What can be done in 48 hours? Interview with the BioHack 2019 bioinformatics hackathon winner

The fourth bioinformatics hackathon BioHack 2020 starts on March 27 in St. Petersburg . During the existence of the hackathon, more than 300 young specialists from different countries participated in it and 58 solutions were developed. Leading research organizations presented their projects for working at the hackathon: Institute of Physiology named after I.P. Pavlova, Institute of Cytology RAS, St.

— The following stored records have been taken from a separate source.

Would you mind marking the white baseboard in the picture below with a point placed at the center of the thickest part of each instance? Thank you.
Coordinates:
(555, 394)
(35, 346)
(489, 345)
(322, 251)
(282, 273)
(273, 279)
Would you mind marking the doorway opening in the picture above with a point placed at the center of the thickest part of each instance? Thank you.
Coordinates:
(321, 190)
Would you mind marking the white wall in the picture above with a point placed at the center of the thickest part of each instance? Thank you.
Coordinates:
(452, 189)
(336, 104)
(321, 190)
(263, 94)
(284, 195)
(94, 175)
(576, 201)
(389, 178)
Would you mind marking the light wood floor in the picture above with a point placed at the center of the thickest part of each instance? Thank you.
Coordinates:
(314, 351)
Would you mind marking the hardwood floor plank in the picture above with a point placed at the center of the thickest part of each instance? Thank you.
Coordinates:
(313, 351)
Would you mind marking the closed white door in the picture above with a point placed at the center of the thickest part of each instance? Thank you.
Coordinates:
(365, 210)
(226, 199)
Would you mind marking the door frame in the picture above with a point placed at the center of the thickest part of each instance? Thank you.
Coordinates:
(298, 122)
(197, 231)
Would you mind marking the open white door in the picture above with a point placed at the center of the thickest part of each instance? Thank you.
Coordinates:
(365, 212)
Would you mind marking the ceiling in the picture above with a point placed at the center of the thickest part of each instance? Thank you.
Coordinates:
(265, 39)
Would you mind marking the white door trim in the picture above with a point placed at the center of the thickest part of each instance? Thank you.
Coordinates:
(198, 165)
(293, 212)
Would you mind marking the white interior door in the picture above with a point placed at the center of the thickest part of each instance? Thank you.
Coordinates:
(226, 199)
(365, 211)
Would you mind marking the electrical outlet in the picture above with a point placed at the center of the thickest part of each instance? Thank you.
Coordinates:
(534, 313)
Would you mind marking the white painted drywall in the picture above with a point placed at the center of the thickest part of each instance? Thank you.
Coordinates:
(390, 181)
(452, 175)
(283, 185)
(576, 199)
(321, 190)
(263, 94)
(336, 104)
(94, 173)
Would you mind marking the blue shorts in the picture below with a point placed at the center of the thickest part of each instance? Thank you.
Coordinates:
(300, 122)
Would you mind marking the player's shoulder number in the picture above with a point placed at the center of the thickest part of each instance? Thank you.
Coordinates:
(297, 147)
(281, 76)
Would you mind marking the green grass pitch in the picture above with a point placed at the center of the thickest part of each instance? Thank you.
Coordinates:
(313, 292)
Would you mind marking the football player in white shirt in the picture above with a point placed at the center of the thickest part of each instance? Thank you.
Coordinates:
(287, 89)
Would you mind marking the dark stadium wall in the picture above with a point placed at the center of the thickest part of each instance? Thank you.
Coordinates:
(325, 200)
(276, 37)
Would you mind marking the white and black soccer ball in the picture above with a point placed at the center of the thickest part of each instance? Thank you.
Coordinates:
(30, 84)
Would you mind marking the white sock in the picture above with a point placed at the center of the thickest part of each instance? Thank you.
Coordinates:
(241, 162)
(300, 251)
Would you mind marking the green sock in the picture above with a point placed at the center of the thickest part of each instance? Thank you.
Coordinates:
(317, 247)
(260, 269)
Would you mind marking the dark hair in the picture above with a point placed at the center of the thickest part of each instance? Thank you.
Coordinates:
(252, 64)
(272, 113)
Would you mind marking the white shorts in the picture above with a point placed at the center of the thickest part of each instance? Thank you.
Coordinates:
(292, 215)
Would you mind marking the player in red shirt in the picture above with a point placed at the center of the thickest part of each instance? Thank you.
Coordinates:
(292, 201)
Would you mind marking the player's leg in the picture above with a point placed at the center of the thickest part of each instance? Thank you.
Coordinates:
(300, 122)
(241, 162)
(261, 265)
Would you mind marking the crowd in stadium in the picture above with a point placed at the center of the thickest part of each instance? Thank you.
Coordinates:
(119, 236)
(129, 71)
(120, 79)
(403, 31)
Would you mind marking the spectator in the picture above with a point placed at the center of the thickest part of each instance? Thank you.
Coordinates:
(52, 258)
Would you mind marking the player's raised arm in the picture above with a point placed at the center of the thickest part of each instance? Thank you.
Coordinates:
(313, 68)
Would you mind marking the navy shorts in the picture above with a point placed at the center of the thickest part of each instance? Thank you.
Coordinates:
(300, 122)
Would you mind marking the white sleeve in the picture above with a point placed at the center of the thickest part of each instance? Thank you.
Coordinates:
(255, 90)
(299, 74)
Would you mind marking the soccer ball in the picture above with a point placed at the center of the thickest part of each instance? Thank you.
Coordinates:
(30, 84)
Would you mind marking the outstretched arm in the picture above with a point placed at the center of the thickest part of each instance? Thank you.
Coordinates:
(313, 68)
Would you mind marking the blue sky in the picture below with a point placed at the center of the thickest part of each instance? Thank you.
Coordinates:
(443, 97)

Petersburg State University, Federal Scientific Center for Physical Medicine, JetBrains BioLabs, Protein Institute RAS, Genotek, MIPT, iBinom and others.

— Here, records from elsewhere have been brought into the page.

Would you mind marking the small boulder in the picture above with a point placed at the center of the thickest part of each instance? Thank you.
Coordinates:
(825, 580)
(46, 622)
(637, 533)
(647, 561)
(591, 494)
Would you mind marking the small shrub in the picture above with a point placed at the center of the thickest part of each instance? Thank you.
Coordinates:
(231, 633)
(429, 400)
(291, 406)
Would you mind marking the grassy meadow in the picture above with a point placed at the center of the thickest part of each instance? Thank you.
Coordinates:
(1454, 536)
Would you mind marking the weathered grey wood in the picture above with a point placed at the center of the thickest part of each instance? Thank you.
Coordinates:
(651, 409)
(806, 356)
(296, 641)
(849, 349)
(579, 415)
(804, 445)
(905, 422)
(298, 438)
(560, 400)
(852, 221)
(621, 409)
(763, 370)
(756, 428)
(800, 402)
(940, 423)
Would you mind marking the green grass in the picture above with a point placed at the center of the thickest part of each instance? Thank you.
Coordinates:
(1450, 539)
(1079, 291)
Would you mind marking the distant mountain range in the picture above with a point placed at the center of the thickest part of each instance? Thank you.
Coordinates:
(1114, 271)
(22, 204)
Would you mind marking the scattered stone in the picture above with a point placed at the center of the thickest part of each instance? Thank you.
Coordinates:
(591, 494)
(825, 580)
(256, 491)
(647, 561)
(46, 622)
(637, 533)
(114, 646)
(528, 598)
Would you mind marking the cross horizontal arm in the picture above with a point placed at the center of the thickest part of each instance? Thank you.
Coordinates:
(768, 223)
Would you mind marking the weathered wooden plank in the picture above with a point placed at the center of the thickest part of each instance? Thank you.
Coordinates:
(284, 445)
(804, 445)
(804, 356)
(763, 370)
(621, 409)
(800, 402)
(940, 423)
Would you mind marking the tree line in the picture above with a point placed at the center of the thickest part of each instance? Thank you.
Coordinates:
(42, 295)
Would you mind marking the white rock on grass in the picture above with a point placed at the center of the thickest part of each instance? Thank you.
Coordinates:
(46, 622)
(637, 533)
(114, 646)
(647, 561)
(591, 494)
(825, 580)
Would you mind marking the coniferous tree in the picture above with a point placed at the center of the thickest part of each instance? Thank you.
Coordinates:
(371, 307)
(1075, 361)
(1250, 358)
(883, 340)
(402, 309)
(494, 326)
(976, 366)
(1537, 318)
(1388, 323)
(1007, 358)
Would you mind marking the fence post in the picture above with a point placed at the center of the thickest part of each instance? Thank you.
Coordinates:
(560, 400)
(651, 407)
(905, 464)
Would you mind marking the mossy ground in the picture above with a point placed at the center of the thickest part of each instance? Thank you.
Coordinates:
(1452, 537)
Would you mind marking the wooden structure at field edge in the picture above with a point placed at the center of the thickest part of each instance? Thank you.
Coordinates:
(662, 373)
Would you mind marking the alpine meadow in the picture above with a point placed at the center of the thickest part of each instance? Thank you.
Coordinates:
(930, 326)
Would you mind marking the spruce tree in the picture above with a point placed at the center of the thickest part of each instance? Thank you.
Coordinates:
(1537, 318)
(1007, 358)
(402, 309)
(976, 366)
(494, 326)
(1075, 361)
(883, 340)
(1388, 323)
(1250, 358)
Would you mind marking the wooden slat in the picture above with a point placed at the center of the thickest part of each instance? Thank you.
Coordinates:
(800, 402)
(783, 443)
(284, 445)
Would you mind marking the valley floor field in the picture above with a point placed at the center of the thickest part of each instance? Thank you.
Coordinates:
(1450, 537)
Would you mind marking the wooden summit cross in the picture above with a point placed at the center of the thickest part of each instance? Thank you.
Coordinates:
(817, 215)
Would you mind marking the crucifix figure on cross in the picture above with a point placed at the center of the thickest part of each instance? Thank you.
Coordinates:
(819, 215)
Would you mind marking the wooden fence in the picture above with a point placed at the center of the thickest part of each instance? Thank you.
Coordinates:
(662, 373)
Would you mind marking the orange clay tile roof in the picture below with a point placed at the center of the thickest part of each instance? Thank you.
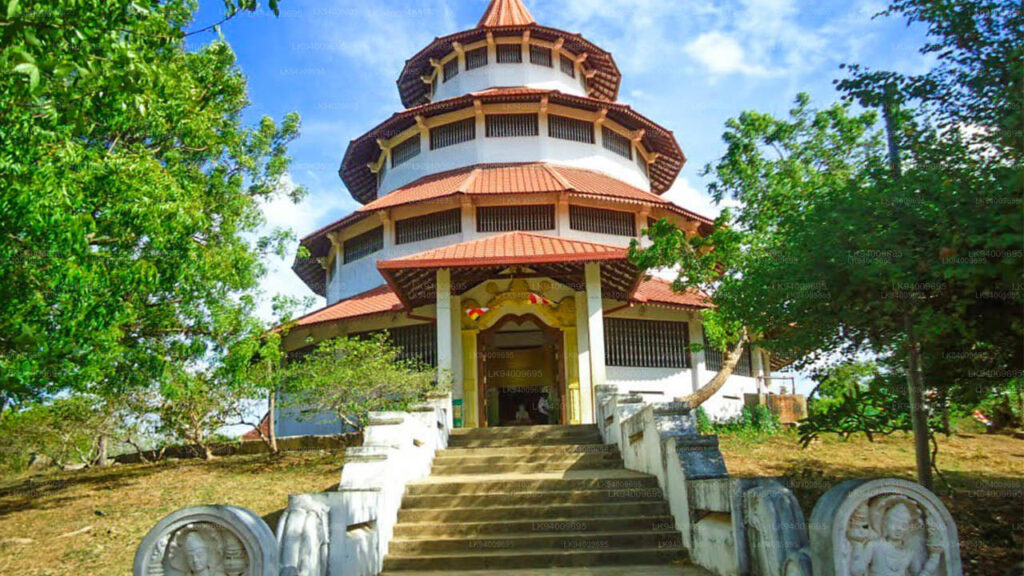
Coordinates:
(655, 291)
(506, 12)
(511, 248)
(363, 182)
(517, 178)
(378, 300)
(382, 299)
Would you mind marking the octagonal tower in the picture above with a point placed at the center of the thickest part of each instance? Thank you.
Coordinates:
(497, 212)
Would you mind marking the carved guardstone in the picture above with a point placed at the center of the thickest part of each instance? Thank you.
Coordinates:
(208, 541)
(883, 528)
(303, 534)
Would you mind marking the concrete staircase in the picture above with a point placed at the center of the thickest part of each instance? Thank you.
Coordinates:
(535, 500)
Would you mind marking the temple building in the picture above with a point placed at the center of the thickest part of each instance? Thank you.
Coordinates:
(498, 209)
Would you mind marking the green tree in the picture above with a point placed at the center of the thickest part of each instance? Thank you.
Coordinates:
(350, 377)
(256, 367)
(131, 195)
(855, 238)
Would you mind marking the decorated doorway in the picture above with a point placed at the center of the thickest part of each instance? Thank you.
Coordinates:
(521, 368)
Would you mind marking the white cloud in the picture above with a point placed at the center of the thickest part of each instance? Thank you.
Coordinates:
(683, 194)
(722, 54)
(300, 218)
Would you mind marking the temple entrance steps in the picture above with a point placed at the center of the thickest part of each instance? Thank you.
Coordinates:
(545, 500)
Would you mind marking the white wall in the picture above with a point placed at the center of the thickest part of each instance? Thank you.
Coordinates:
(499, 75)
(534, 149)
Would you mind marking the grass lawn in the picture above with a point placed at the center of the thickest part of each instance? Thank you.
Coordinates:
(984, 476)
(89, 523)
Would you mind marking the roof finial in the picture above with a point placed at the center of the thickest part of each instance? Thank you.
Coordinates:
(506, 12)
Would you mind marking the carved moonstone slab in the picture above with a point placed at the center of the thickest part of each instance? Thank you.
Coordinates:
(883, 528)
(208, 541)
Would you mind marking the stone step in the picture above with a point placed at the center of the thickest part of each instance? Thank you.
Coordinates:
(532, 432)
(535, 498)
(562, 511)
(525, 484)
(512, 466)
(470, 457)
(527, 450)
(472, 529)
(675, 569)
(555, 543)
(535, 559)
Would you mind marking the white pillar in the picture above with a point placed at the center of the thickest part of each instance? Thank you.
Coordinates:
(457, 367)
(595, 321)
(443, 286)
(583, 357)
(697, 358)
(468, 218)
(562, 222)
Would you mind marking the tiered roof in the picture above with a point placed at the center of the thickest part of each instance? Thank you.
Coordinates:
(492, 179)
(361, 181)
(383, 300)
(506, 12)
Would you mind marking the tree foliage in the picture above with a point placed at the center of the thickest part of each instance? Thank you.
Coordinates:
(131, 195)
(350, 377)
(902, 239)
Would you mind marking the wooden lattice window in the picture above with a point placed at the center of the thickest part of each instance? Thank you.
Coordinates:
(414, 342)
(509, 218)
(570, 129)
(427, 227)
(511, 125)
(509, 53)
(616, 142)
(360, 246)
(541, 55)
(715, 358)
(476, 58)
(644, 343)
(406, 151)
(568, 66)
(452, 69)
(451, 134)
(602, 221)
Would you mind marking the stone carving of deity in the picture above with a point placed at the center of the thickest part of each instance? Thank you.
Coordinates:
(303, 537)
(208, 541)
(201, 549)
(892, 535)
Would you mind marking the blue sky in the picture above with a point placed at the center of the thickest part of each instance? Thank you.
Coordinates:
(688, 65)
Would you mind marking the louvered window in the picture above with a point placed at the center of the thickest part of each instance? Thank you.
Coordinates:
(509, 53)
(715, 358)
(452, 69)
(568, 66)
(476, 58)
(451, 134)
(541, 55)
(414, 342)
(427, 227)
(360, 246)
(511, 125)
(406, 151)
(643, 343)
(570, 129)
(616, 142)
(602, 221)
(509, 218)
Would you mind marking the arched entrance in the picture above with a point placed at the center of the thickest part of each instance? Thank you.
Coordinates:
(521, 364)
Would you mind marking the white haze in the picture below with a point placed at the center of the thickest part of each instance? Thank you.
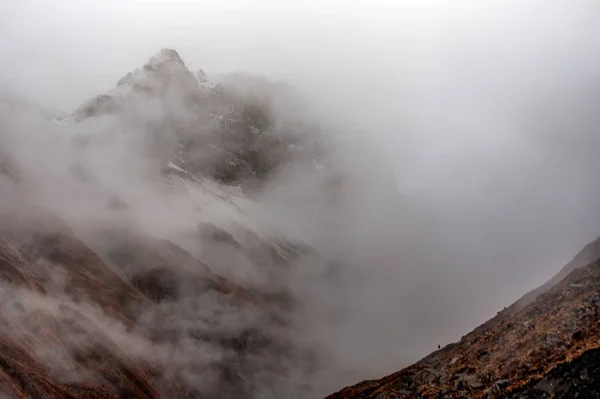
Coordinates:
(485, 112)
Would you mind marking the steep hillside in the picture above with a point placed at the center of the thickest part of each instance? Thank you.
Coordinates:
(545, 345)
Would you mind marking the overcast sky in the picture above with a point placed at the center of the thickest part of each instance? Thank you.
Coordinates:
(487, 109)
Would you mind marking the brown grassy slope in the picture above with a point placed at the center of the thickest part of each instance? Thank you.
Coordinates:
(51, 346)
(514, 350)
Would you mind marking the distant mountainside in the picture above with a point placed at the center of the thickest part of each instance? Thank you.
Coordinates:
(131, 265)
(230, 130)
(545, 345)
(95, 306)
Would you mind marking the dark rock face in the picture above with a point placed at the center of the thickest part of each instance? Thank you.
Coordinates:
(67, 320)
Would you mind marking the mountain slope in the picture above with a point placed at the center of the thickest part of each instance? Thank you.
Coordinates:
(547, 345)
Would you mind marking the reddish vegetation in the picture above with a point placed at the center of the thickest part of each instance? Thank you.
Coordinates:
(512, 353)
(52, 347)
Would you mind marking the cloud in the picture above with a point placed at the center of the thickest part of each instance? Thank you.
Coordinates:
(464, 167)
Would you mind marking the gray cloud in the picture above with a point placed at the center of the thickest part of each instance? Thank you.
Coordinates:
(483, 115)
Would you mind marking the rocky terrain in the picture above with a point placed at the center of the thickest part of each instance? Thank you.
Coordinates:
(131, 263)
(546, 345)
(97, 302)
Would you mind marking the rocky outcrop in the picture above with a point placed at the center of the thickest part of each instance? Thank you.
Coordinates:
(546, 348)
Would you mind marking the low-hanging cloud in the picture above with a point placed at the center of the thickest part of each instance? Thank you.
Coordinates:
(461, 175)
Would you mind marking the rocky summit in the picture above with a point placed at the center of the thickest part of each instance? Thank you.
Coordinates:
(137, 262)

In 2019, the Garlic team took the main prize of 150,000 rubles. For 48 hours allocated to work, the team created a tool that allows you to search for genomic rearrangements of a given structure. We asked the curator of the project, Dmitry Konanov, to talk about the project, the hackathon and, in general, the life of bioinformatics.



- Tell me, what were you doing at that moment when you were a member of the hackathon?
- At the time of my participation in the hackathon, I worked in the bioinformatics laboratory at the Federal Scientific and Practical Center of Physical-Chemical Medicine of the FMBA of Russia (Federal Scientific and Clinical Center for Physico-Chemical Medicine of the Federal Medical and Biological Agency), wrote a diploma there. Now I continue to work in the center.

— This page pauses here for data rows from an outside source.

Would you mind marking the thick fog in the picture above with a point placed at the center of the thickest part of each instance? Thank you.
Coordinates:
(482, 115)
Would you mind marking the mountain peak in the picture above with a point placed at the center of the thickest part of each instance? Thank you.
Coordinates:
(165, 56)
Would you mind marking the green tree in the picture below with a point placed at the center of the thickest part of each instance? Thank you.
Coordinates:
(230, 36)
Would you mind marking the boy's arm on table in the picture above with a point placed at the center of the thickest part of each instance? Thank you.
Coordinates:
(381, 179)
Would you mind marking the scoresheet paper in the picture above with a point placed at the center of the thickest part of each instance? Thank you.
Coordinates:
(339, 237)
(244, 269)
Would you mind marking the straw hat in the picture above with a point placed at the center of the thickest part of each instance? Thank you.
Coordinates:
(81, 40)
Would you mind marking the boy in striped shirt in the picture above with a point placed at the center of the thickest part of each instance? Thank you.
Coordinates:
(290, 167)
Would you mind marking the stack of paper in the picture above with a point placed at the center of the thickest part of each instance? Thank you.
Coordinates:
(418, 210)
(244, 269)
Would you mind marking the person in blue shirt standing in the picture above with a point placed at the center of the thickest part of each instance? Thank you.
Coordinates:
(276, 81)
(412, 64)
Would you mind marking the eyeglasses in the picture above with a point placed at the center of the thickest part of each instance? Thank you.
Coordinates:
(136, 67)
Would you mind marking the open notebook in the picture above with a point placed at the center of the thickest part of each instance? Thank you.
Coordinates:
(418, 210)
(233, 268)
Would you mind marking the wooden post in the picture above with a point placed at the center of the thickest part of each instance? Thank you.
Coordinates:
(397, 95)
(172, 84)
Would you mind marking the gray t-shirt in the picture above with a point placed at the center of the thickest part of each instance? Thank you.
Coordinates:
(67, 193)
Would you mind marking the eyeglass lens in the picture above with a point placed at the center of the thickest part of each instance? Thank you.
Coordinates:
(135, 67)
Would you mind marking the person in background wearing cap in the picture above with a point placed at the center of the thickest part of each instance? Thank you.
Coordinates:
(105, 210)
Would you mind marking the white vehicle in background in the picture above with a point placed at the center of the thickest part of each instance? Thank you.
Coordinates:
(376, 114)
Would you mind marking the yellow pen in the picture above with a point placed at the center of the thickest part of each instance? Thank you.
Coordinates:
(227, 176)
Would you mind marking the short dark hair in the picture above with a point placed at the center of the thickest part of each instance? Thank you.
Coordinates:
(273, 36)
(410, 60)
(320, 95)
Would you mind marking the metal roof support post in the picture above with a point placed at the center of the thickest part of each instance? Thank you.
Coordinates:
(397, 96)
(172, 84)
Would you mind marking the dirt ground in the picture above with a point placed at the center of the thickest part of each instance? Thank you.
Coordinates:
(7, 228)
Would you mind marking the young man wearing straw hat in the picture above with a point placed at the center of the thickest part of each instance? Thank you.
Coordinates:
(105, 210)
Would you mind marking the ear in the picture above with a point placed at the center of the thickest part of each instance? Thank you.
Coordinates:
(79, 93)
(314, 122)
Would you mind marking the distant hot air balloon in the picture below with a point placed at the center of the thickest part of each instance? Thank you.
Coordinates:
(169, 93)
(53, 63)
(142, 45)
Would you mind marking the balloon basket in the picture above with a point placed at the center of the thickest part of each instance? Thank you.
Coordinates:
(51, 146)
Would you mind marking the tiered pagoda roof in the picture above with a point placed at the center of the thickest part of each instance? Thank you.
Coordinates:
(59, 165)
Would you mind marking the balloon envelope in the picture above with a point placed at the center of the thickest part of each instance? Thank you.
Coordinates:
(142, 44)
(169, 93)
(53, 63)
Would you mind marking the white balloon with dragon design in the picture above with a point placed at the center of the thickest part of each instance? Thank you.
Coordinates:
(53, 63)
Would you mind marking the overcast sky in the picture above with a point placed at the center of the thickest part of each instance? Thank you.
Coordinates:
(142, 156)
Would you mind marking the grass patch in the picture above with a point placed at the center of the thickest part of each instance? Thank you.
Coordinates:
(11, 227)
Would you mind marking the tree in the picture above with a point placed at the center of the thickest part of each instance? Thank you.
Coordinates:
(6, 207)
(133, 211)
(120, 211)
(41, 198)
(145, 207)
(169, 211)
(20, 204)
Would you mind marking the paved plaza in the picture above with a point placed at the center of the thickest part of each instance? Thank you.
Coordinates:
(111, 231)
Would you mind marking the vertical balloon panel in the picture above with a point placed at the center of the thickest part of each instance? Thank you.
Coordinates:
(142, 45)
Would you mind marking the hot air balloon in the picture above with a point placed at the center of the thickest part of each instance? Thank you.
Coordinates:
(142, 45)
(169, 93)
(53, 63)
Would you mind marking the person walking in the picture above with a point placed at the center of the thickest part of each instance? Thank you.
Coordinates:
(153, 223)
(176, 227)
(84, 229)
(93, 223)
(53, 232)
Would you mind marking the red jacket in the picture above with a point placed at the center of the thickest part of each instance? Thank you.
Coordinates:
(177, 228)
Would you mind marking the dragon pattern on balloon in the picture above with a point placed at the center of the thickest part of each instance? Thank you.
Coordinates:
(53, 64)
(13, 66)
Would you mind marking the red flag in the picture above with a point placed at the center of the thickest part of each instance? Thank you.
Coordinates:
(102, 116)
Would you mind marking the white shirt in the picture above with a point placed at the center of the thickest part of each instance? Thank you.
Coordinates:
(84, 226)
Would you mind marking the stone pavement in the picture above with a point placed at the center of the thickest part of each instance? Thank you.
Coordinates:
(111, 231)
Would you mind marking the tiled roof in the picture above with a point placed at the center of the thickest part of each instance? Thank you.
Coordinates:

- Why did you decide to participate in BioHack?
- Somehow it happened so spontaneously. The deadline was already approaching - one of the last days of receiving projects was on, the laboratory asked me if I wanted to participate in the hackathon: I just had to send the project. I wrote something in about 15 minutes and sent a request.



- So it was a project that you already worked on in the laboratory?
- I wanted to work on it, I started working on it, but it was very unfinished. At the hackathon, we brought it to the state I wanted to bring to - the algorithm has become more automated.

- Tell me how the idea of ​​the project came about.
- In general, the initial idea is not mine, but Alexander Manolov, Ph.D. bioinformatics laboratories. This is the person who was at that time the head of my diploma.

It is known that the genomes of bacteria are very plastic. Many events can occur in them: the transfer of genes from one bacterium to another, a change in their sequence, insertion and removal of fragments of the genome. The idea is this: let there be 4 bacterial genomes. Each genome consists of 5 genes: the first XYZTF genome, the second XRLAF genome, the third XYKTF genome, and the fourth XYLTF. (Figure “Perestroika in the graphs”). In our example, the same letters in the genomes correspond to homologous (one might say, the same) genes. The sequence of letters shows the sequence of genes in the genomes.

We define each gene from the sample of genomes as a node of the graph and draw edges between those gene-nodes that are located sequentially in at least one of the genomes of the sample.



Thus, we obtain a graph that contains information on all possible variants of the alternation of genes in the selected genomes. And with this graph structure you can already do whatever your heart desires.

Our first task was to look for regions with a high local involvement in graphs that arise in the so-called hot spots of genomic rearrangements - places where, for reasons that are not always understood, the genome changes intensively from strain to strain. We called the measure of entanglement in the vicinity of the node genome complexity. This value essentially numerically shows how often perestroika occurs in certain regions.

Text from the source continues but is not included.